In der DES-Vorbehandlung sind Lignindissoziation und Kondensation die beiden konkurrierenden Reaktionen. Der PDI-NDI der extrahierten Lignine ist niedriger als der von Buchenligngnin, das durch organische Lösungsmittel (Ethanol/Wasser/H2_SO4)extrahiert wird und in der Literatur¹⁷beschrieben wird. Dies deutet darauf hin, dass die DES-Behandlung die Molekulargewichtshomogenität in Lignin im Vergleich zur Behandlung mit organischen Lösungsmitteln verbessert. Die FTIR-Spektren deuten darauf hin, dass Lignin-funktionelle Gruppen durch das verwendete DES-Lösungsmittel beeinflusst werden. Spektren zeigen Signale bei 1.730-1.702^cm-1, die der Dehnungsschwingung unkonjugierter Carbonylgruppen zugeordnet sind, während Spitzen bei 1.643-1.635 cm^-1 die Dehnungsschwingung konjugierter Carbonylgruppen anzeigen. Diese Ergebnisse zeigen die Möglichkeit, hochwertiges Lignin mit Mehrwert aus mediterranen Biomassen zu extrahieren (das derzeit unterbewertet ist und entweder als Futtermittel oder als Bodenverbesserung verwendet wird) und kann dazu beitragen, das optimale DES-Lösungsmittel zu bestimmen und gleichzeitig die Reinheit von Lignin zu gewährleisten. Zum Beispiel zeigte DES1 die reinste Extraktion von Lignin, wenn auch mit einer geringeren Ausbeute als die, die mit den anderen beiden DES beobachtet wurde.

Die vorgeschlagene Methode kann aufgrund des kostengünstigen und grünen ChCl-Oxalsäure-Tiefeneuktikum-Lösungsmittelsystems leicht angewendet werden. Cholinchlorid ist ein organisches Salz und Oxalsäure ist als Naturprodukt von Pflanzen erhältlich, die reichlich mit niedrigen Kosten sind.
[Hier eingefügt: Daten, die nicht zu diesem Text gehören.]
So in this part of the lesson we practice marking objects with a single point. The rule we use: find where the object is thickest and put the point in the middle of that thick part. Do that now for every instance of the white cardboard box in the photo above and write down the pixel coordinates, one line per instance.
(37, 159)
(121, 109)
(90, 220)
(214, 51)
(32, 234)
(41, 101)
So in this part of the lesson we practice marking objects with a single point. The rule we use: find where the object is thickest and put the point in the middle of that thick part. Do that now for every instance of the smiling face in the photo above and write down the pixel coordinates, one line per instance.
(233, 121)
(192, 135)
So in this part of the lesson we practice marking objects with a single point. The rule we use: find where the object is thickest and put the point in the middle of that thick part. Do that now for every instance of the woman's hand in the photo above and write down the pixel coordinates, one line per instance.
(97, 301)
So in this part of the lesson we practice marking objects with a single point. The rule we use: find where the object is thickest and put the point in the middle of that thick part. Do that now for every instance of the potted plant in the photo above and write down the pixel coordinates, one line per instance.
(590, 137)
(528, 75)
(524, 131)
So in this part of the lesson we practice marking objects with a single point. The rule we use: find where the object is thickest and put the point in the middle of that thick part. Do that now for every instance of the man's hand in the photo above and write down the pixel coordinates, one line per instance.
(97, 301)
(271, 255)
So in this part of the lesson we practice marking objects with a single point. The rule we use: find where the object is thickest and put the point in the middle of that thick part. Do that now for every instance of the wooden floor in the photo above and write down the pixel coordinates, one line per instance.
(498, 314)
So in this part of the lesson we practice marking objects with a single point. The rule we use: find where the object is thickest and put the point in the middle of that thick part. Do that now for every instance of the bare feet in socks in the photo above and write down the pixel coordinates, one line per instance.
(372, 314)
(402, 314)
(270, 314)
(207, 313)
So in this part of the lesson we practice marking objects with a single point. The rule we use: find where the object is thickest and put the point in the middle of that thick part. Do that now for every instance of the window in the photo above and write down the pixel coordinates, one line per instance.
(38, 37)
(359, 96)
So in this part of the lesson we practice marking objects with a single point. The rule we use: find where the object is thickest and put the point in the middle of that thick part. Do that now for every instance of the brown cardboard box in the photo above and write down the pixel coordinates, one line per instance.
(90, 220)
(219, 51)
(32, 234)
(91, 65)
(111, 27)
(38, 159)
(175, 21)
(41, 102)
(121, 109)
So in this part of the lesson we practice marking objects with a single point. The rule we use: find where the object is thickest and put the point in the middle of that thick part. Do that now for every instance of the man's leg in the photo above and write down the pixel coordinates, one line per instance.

Diese Technik (ein ultraschnelles Protokoll, das in einem Schritt Biomassefraktionierung und hochreine Ligninrückgewinnung ermöglicht) ist auf jede Art von lignozellulosehaltiger Biomasse anwendbar, die eine ähnliche chemische Zusammensetzung aufweist wie die, die hier im Labormaßstab mit dem Mikrowellen-DES-Verfahren oder im Pilotmaßstab mit dem DES-Ultraschallverfahren oder durch Konvektionserwärmung untersucht wurde.

Die Autoren berichten von keinem Interessenkonflikt.

MK und TB danken Haitham Ayeb für statistische Analysen und die Erstellung von Zahlen, Wallonische Region (European Regional Development-VERDIR) und Minister für Hochschulbildung und wissenschaftliche Forschung (Taoufik Bettaieb) für die Finanzierung.